Kendini bitirme planı

Böyle olduğu için, iktidara karşı hayati bir saldırı başlattıktan sonra dini, manevi ve sivil karakter de kimseye meşruiyet sağlamaz. Zira, o kavramların hepsi birer paravana dönüşür. Ki, bugün 17 Aralık’tan bugüne kadar geçen o kısa süre bile cemaatin 40 yıllık temel özelliklerini unutturmaya yetmiştir.

Bunu yapan; cemaati varoluş karakterinden uzaklaştıran iktidar da değildir, Erdoğan da...

Seçilmiş iktidara ve seçilmiş Erdoğan’a; dolaysıyla da devletin hukuki ve legal karakterine karşı pozisyon almak tabiatı gereği bu sonucu doğurmuştur. Manzara böyleyken çıkıp “Gülen Grubu’nu bitirme planı var...” vs. gibi naralar atmanın anlamı yoktur. Böyle bir plan varsa bu ancak bir cemaatin kendi kendini bitirmeye ahdetmesinden ibaret olabilir.

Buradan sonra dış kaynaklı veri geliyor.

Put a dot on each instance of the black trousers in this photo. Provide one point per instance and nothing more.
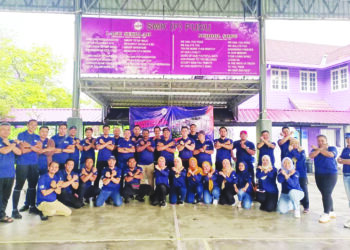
(100, 165)
(6, 185)
(69, 200)
(303, 184)
(326, 183)
(23, 173)
(129, 191)
(267, 200)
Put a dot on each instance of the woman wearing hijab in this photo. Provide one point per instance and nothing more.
(194, 184)
(211, 190)
(292, 193)
(244, 187)
(297, 154)
(228, 179)
(178, 187)
(267, 192)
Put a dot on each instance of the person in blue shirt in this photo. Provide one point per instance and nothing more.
(266, 147)
(161, 173)
(211, 189)
(145, 149)
(244, 187)
(203, 149)
(326, 174)
(77, 148)
(223, 147)
(185, 146)
(267, 192)
(111, 184)
(194, 182)
(63, 144)
(27, 168)
(245, 150)
(166, 147)
(104, 145)
(70, 184)
(284, 142)
(178, 187)
(132, 177)
(344, 159)
(49, 186)
(292, 193)
(227, 179)
(88, 175)
(89, 146)
(298, 156)
(8, 150)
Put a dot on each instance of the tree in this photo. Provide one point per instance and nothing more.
(28, 78)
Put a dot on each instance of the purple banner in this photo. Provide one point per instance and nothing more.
(129, 46)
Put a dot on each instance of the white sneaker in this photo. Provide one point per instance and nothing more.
(297, 213)
(333, 215)
(324, 218)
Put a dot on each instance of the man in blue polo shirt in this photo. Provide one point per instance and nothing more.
(104, 145)
(27, 168)
(63, 144)
(145, 148)
(203, 149)
(166, 147)
(8, 150)
(69, 184)
(48, 188)
(185, 145)
(266, 147)
(223, 147)
(245, 150)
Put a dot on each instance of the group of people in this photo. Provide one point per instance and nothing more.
(62, 171)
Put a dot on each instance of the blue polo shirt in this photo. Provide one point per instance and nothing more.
(44, 183)
(242, 154)
(223, 153)
(202, 157)
(169, 157)
(30, 158)
(111, 186)
(62, 175)
(326, 165)
(265, 150)
(61, 142)
(105, 153)
(345, 154)
(7, 162)
(123, 157)
(185, 153)
(146, 157)
(87, 154)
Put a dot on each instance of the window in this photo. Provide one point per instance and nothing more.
(339, 79)
(308, 81)
(279, 79)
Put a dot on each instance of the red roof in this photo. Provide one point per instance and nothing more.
(53, 115)
(296, 116)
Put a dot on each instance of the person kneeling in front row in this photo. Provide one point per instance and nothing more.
(48, 188)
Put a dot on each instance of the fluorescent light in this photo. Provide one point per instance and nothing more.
(169, 93)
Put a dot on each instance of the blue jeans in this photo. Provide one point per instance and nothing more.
(346, 179)
(176, 192)
(209, 197)
(104, 195)
(290, 201)
(194, 191)
(245, 198)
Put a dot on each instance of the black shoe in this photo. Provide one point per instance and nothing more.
(34, 210)
(16, 214)
(24, 208)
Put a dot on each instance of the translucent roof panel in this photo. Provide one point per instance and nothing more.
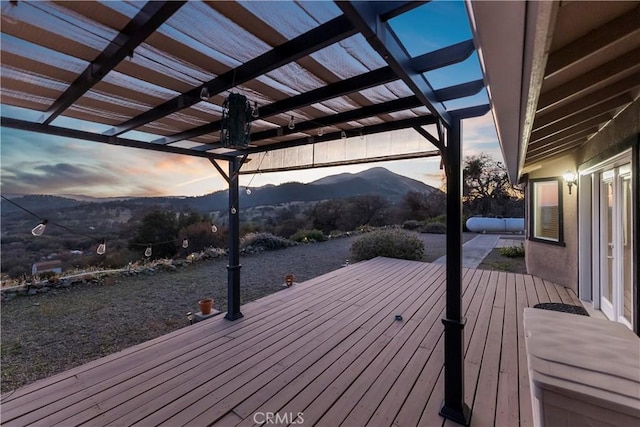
(291, 19)
(432, 26)
(72, 60)
(452, 75)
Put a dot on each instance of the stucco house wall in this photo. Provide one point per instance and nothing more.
(558, 264)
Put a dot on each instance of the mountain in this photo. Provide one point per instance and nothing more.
(377, 181)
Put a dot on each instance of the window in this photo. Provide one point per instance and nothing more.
(546, 211)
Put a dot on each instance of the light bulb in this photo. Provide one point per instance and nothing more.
(204, 93)
(39, 229)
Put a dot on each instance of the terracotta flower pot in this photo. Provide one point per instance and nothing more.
(205, 305)
(289, 279)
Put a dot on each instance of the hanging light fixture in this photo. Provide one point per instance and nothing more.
(102, 248)
(39, 229)
(204, 93)
(235, 128)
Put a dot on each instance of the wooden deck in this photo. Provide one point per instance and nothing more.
(329, 349)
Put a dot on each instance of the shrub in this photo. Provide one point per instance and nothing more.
(308, 236)
(388, 243)
(264, 241)
(434, 228)
(513, 251)
(411, 224)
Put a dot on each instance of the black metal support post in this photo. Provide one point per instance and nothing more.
(233, 269)
(453, 406)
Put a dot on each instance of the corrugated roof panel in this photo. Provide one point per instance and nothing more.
(349, 57)
(202, 28)
(25, 100)
(31, 78)
(41, 54)
(291, 18)
(432, 26)
(295, 78)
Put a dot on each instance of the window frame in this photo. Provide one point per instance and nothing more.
(532, 212)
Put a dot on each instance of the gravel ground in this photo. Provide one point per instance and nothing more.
(56, 331)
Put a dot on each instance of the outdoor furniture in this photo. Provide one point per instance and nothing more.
(582, 370)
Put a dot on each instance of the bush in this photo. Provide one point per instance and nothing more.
(307, 236)
(388, 243)
(264, 241)
(434, 228)
(513, 251)
(411, 224)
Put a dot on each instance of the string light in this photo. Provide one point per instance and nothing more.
(39, 229)
(204, 93)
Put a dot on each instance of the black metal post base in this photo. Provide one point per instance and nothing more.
(233, 290)
(233, 316)
(459, 414)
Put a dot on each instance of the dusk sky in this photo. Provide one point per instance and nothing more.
(33, 163)
(40, 164)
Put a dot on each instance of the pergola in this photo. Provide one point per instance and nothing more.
(323, 81)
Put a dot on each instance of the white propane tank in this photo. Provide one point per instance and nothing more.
(495, 225)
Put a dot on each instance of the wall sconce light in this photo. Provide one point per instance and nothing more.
(571, 179)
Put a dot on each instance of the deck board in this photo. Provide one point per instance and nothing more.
(329, 348)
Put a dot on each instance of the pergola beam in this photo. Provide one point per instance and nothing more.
(332, 136)
(343, 87)
(318, 38)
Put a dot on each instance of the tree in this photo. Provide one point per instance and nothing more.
(486, 189)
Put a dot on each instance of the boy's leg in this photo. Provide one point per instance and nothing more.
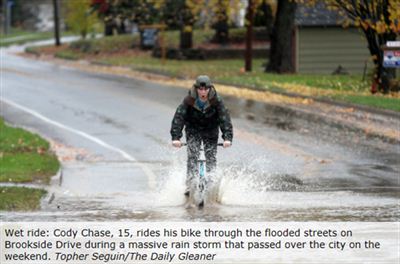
(193, 149)
(210, 150)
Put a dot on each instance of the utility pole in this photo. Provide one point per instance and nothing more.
(249, 35)
(6, 16)
(56, 22)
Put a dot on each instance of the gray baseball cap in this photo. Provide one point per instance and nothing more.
(203, 80)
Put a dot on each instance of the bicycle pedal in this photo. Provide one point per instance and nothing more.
(201, 204)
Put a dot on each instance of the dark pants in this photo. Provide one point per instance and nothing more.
(194, 139)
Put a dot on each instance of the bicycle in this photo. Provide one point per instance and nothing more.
(199, 187)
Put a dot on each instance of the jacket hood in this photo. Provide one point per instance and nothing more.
(191, 98)
(211, 94)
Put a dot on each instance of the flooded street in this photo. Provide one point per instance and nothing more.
(112, 137)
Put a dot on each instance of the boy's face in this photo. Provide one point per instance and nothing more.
(203, 91)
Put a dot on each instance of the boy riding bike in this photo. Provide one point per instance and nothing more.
(202, 113)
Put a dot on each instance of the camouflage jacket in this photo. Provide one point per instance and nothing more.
(213, 115)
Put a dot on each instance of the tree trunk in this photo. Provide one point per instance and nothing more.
(281, 51)
(56, 23)
(249, 36)
(221, 32)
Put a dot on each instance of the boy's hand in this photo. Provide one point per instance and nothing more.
(176, 143)
(227, 144)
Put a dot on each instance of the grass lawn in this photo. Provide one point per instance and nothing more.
(24, 157)
(117, 50)
(18, 37)
(20, 198)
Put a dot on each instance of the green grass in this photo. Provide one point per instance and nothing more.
(25, 157)
(67, 55)
(20, 199)
(373, 101)
(17, 37)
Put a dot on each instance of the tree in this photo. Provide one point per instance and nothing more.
(78, 17)
(114, 13)
(249, 34)
(281, 54)
(56, 23)
(379, 20)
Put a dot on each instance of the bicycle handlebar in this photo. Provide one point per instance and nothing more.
(219, 144)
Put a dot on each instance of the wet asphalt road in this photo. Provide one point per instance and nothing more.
(112, 135)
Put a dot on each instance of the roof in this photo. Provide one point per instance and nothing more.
(317, 15)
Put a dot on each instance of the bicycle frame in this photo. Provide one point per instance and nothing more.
(198, 186)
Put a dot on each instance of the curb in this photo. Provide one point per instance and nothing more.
(56, 180)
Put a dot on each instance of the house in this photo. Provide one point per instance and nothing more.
(322, 45)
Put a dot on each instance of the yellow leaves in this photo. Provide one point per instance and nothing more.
(380, 27)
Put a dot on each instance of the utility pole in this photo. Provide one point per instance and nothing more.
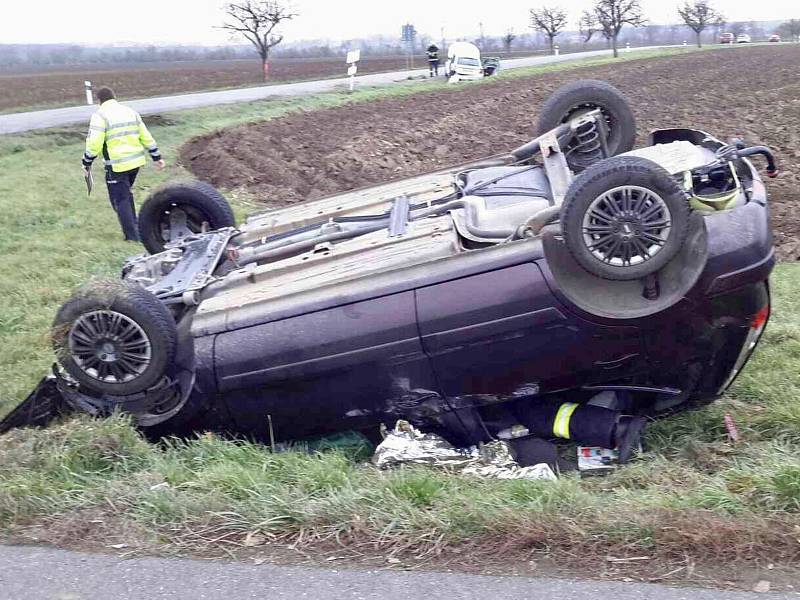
(409, 33)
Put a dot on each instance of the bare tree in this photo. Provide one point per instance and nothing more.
(588, 26)
(613, 15)
(790, 29)
(698, 16)
(256, 20)
(508, 39)
(550, 21)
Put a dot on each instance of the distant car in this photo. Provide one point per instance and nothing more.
(491, 65)
(463, 62)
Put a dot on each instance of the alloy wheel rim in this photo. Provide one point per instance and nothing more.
(626, 226)
(110, 347)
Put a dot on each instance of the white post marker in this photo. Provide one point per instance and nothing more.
(353, 56)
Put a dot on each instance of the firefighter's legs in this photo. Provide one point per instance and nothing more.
(121, 197)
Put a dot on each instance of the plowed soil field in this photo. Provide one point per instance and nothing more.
(48, 86)
(752, 93)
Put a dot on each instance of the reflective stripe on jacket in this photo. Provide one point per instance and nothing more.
(119, 134)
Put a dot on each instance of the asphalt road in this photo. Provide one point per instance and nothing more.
(29, 573)
(41, 119)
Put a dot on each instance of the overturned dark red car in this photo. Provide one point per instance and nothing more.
(465, 301)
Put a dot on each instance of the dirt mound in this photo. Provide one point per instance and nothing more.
(751, 93)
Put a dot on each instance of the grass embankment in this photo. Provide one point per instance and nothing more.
(693, 498)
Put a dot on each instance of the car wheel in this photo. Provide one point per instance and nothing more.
(624, 218)
(115, 338)
(177, 210)
(575, 99)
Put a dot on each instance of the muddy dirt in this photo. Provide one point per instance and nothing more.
(37, 87)
(752, 93)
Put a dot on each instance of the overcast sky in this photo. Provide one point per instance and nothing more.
(193, 21)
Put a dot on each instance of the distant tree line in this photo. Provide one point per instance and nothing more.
(569, 40)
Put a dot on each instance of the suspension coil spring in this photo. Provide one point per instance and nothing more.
(587, 139)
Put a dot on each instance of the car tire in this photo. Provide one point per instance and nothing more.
(115, 338)
(198, 202)
(624, 218)
(569, 101)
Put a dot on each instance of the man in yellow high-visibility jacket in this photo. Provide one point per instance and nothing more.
(119, 134)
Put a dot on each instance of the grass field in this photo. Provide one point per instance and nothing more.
(692, 500)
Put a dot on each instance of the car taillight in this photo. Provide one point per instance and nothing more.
(757, 325)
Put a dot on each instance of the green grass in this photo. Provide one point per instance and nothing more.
(692, 495)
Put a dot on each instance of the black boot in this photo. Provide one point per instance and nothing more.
(628, 436)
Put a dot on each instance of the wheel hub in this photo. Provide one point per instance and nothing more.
(109, 346)
(626, 225)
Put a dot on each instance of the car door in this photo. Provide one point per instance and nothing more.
(346, 367)
(502, 334)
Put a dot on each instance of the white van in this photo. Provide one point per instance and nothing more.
(463, 61)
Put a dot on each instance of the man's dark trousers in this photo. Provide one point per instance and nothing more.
(121, 197)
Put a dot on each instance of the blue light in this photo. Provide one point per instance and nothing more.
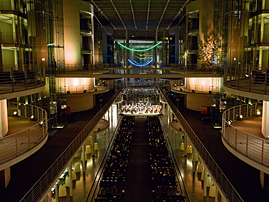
(134, 63)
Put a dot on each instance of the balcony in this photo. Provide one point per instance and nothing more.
(241, 134)
(27, 133)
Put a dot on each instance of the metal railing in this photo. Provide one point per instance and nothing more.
(251, 146)
(179, 177)
(220, 178)
(241, 77)
(118, 69)
(98, 176)
(46, 180)
(197, 88)
(10, 82)
(83, 89)
(21, 142)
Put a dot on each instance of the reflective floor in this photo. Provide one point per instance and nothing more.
(85, 179)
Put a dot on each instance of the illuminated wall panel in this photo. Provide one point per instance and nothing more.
(75, 85)
(204, 84)
(72, 39)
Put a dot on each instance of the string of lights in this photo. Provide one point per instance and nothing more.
(139, 50)
(134, 63)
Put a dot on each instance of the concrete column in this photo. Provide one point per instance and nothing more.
(49, 197)
(70, 179)
(3, 118)
(104, 46)
(126, 51)
(265, 119)
(163, 55)
(205, 182)
(83, 157)
(92, 37)
(56, 193)
(176, 44)
(262, 179)
(5, 176)
(155, 49)
(72, 37)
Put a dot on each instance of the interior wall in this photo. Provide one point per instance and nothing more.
(80, 102)
(194, 101)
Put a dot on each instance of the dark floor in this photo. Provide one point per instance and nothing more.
(244, 178)
(138, 180)
(25, 173)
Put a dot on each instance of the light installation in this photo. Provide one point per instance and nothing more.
(134, 63)
(139, 50)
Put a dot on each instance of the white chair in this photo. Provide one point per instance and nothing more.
(96, 146)
(62, 191)
(88, 149)
(182, 147)
(77, 167)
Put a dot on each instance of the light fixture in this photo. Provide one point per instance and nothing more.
(139, 50)
(134, 63)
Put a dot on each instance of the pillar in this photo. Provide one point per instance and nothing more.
(5, 176)
(72, 37)
(104, 45)
(176, 44)
(265, 119)
(83, 157)
(126, 51)
(92, 37)
(205, 182)
(3, 118)
(262, 179)
(56, 193)
(155, 50)
(70, 179)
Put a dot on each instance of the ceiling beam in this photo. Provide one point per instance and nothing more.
(148, 15)
(162, 14)
(111, 1)
(178, 14)
(133, 13)
(103, 15)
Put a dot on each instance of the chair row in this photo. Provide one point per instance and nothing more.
(113, 182)
(164, 185)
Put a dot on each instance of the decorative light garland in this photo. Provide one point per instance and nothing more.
(139, 50)
(134, 63)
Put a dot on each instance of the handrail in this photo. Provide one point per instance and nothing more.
(19, 143)
(220, 178)
(251, 146)
(101, 168)
(46, 180)
(10, 82)
(172, 154)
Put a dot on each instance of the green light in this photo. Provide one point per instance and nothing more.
(139, 50)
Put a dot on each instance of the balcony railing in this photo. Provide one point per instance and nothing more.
(224, 184)
(244, 78)
(14, 145)
(19, 80)
(251, 146)
(46, 180)
(117, 69)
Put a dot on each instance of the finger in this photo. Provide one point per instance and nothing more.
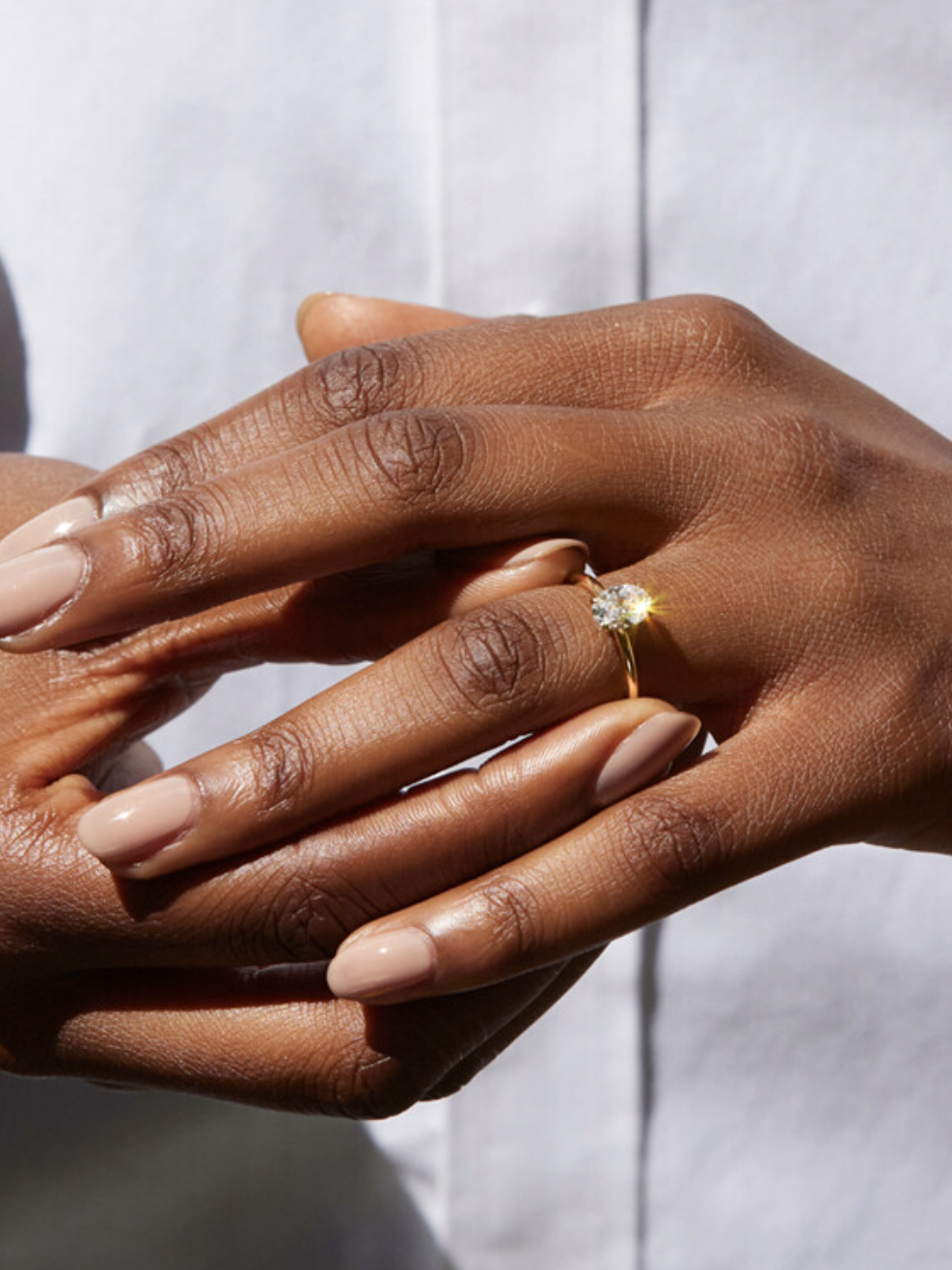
(566, 977)
(465, 687)
(739, 813)
(329, 321)
(268, 1037)
(449, 830)
(663, 348)
(300, 902)
(366, 494)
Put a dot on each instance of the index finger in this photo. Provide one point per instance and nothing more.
(663, 345)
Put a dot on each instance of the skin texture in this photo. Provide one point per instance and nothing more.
(209, 984)
(792, 526)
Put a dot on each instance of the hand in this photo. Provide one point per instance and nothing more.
(792, 526)
(149, 985)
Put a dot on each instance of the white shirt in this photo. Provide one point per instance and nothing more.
(762, 1082)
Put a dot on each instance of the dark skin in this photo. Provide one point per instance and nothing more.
(792, 525)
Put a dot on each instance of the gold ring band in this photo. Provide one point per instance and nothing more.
(618, 610)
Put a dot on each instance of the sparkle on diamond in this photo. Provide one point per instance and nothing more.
(619, 607)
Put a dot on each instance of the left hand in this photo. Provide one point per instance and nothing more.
(794, 527)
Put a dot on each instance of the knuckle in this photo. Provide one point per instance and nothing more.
(161, 469)
(358, 382)
(176, 538)
(415, 455)
(495, 658)
(514, 913)
(313, 912)
(282, 759)
(721, 341)
(679, 846)
(300, 924)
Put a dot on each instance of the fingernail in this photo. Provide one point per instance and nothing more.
(378, 964)
(35, 586)
(56, 522)
(129, 827)
(504, 558)
(542, 564)
(643, 755)
(308, 304)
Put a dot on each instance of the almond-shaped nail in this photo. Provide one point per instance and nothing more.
(503, 571)
(378, 964)
(35, 586)
(643, 755)
(132, 826)
(56, 522)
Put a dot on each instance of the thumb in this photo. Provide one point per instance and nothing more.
(329, 321)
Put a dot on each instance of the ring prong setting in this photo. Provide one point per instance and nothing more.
(622, 607)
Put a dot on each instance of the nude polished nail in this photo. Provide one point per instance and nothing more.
(132, 826)
(56, 522)
(35, 586)
(643, 755)
(378, 964)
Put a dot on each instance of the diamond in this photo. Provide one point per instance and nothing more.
(617, 609)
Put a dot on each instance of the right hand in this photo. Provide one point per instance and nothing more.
(150, 983)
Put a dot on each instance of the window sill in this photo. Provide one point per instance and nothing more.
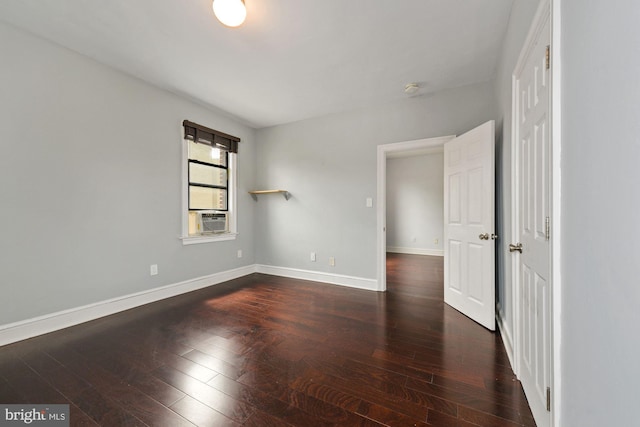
(196, 240)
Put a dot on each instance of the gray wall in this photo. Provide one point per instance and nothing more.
(86, 154)
(329, 165)
(415, 203)
(522, 13)
(600, 206)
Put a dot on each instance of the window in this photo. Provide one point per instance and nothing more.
(209, 175)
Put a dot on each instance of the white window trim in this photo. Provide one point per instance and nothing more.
(231, 200)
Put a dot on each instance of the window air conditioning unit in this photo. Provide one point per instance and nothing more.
(212, 222)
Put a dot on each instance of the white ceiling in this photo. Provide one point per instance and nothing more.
(292, 59)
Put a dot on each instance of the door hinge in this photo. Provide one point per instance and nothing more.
(548, 57)
(547, 228)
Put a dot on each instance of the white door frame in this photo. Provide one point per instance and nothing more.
(551, 7)
(381, 194)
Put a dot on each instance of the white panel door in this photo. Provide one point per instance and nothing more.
(532, 249)
(469, 269)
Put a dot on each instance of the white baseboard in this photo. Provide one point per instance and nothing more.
(316, 276)
(506, 337)
(30, 328)
(415, 251)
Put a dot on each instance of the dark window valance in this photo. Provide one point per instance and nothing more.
(205, 135)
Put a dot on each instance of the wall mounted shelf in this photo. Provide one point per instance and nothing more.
(255, 193)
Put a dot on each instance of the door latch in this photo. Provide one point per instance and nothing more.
(515, 248)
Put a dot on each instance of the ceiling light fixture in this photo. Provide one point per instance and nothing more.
(231, 13)
(411, 88)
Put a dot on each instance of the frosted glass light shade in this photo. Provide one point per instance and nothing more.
(231, 13)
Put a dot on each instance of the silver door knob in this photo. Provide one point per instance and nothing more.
(515, 248)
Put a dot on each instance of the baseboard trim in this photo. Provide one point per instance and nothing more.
(316, 276)
(506, 337)
(30, 328)
(415, 251)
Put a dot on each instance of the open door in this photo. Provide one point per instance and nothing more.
(469, 216)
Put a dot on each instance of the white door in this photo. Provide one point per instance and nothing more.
(469, 250)
(532, 246)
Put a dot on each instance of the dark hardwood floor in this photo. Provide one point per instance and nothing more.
(271, 351)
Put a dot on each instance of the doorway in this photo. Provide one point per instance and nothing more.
(384, 152)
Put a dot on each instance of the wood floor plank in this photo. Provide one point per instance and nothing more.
(271, 351)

Cemaat sözcüleri ve kamuoyunda cemaati ilzam eden bütün fiil ve eylemler bizatihi bir kendi kendini tüketme öyküsüne dönüşmüştür. Tekrara hacet yok... Cemaatçi savcı ve polislerin bütün girişimleri, cemaat vakfının bütün açıklamaları, cemaat medyasının adanmış halleri ve bizatihi Fethullah Gülen’in verdiği veya vermediği mesajlar aynı öyküyü tekrar tekrar anlatıyor.